Cosa chiederesti come cittadino per sentirti più sicuro nel posto in cui vivi?
Io vivo a Roma, alla Garbatella, e mi sento abbastanza tranquillo. Però non penso dipenda solo dalla città, dal posto in cui vivi. Non credo che il controllo sistematico sia risolutivo, anche se la presenza delle forze dell’ordine è importante. La questione principale in Italia è quella della giustizia. Se funzionasse con processi rapidi e vi fosse la certezza della pena, allora ci sentiremmo tutti più tutelati, sarebbe una legalità forte senza bisogno di essere oppressiva, non urlata od ostentata.
Del resto sono convinto che poliziotti, carabinieri e finanzieri facciano molta fatica a svolgere il loro lavoro, non solo per le risorse sempre più carenti, ma perché spesso vedono vanificati i loro sforzi e sono costretti a ricominciare daccapo.
Ti propongono una fiction in cui puoi optare tra un ispettore della Mobile a caccia di ladri e assassini e un esperto della Scientifica che scioglie i nodi dei misteri in laboratorio, per quale parte opteresti?
Nella vita reale sarei più adatto a questo secondo ruolo. Per mio carattere sono più affine al detective da laboratorio, riflessivo e analitico. Ma dato che il cinema è divertimento e lo è ancor di più quando interpreti personaggi opposti a te, come mi è successo facendo la parte del cattivo nel film La seconda notte di nozze, probabilmente sceglierei il primo, un poliziotto sprint e superoperativo.

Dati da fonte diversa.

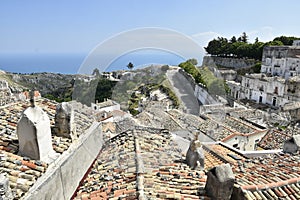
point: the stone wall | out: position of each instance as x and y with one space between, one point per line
64 175
227 62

Progetti futuri dopo il Signor G?
Ho finito di girare una fiction per Rai Uno, Questo è amore, diretta da Riccardo Milani e scritta da Ivan Cotroneo, diversa dai serial che vanno per la maggiore di stampo giallistico o medico-ospedaliero. È una storia di sentimenti ambientata ai giorni nostri, che ha protagonisti Emilio Solfrizzi e Stefania Rocca; inoltre è l’occasione per affrontare tanti temi: l’intolleranza, i pregiudizi, le diversità, i tabù. Io sono Michele, un amico e collega del personaggio di Emilio, sono perito agrario, ma a un certo punto decido di aprire un ristorante, perché, come dico nel film, mi vengono bene due cose: andare con le ragazze e cucinare.
Una curiosità: per l’interpretazione di Papa Luciani nella fiction-tv, il Vaticano ti ha concesso l’indulgenza plenaria dei tuoi peccati?
Tutto rimarrà nel segreto della confessione!